Training is essential 

Alongside tech, Teacher sees people and behaviour as critical. Training is essential. “The best way for people to learn is to let people fail,” says Teacher, “then you can say, ‘Last Tuesday you got this email. It was a simulation. It creates a memorable and impactful learning experience. This works quite well.” 

For example, a simulation platform might send a slightly different phishing email to everyone. Staff might see messages such as “Server notification – to keep your account safe, we recommend you add your mobile number. Click here to add your number,” or “Your password is going to change in less than 24 hours. Please go to the self‑service web page,” or “You’ve run out of storage. Click here to free up some space.” If the staff member clicks the link, they are sent to mandatory training.  

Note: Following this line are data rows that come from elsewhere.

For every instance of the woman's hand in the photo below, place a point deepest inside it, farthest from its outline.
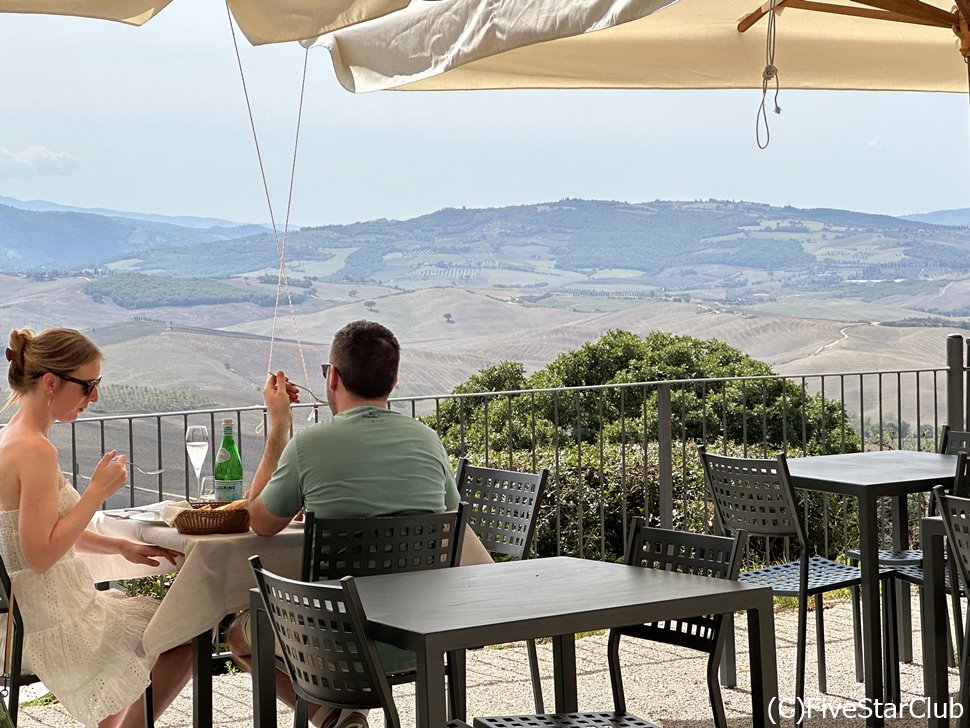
(110, 474)
(142, 553)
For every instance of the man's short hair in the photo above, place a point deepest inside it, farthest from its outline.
(367, 356)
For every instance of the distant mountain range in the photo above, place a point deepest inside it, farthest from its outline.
(182, 220)
(943, 217)
(592, 246)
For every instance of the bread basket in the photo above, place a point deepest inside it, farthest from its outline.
(202, 520)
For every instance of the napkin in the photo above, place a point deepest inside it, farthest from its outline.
(172, 509)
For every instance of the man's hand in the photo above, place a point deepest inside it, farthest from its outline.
(141, 553)
(278, 395)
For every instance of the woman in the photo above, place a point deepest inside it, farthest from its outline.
(84, 644)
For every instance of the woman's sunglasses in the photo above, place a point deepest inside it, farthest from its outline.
(88, 386)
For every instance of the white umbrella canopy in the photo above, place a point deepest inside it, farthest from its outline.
(261, 21)
(693, 44)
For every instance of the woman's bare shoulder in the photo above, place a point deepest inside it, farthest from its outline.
(18, 445)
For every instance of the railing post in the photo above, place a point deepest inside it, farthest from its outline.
(665, 463)
(954, 382)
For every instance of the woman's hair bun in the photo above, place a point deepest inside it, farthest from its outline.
(18, 343)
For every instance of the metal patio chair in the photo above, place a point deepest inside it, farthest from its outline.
(503, 505)
(756, 496)
(337, 547)
(13, 678)
(328, 652)
(955, 511)
(691, 553)
(909, 566)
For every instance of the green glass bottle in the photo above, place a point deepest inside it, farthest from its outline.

For accountants who still feel this is all a bit remote, Teacher has some advice: “Take this stuff seriously. If you don’t understand it, get some advice and just because you don’t understand it doesn’t mean you shouldn’t think about it.” 

ISQM puts cyber on the agenda 

And increasingly, this is not just a technology issue, it’s a compliance one. With ISQM now firmly on the agenda for accountancy firms, cybersecurity is no longer something that sits in the background. It’s part of how firms demonstrate they are identifying and managing risk properly. “ISQM is all about understanding where your risks are and putting the right controls in place,” Teacher says. 

For firms, that means being able to show they have thought about cyber risk, trained their people, and put appropriate protections in place. “It’s not about ticking a box,” Teacher adds. “It’s about being able to evidence that you’re taking reasonable steps to protect your firm and your clients. And in today’s world, if cyber isn’t on that list, you’ve got a gap.”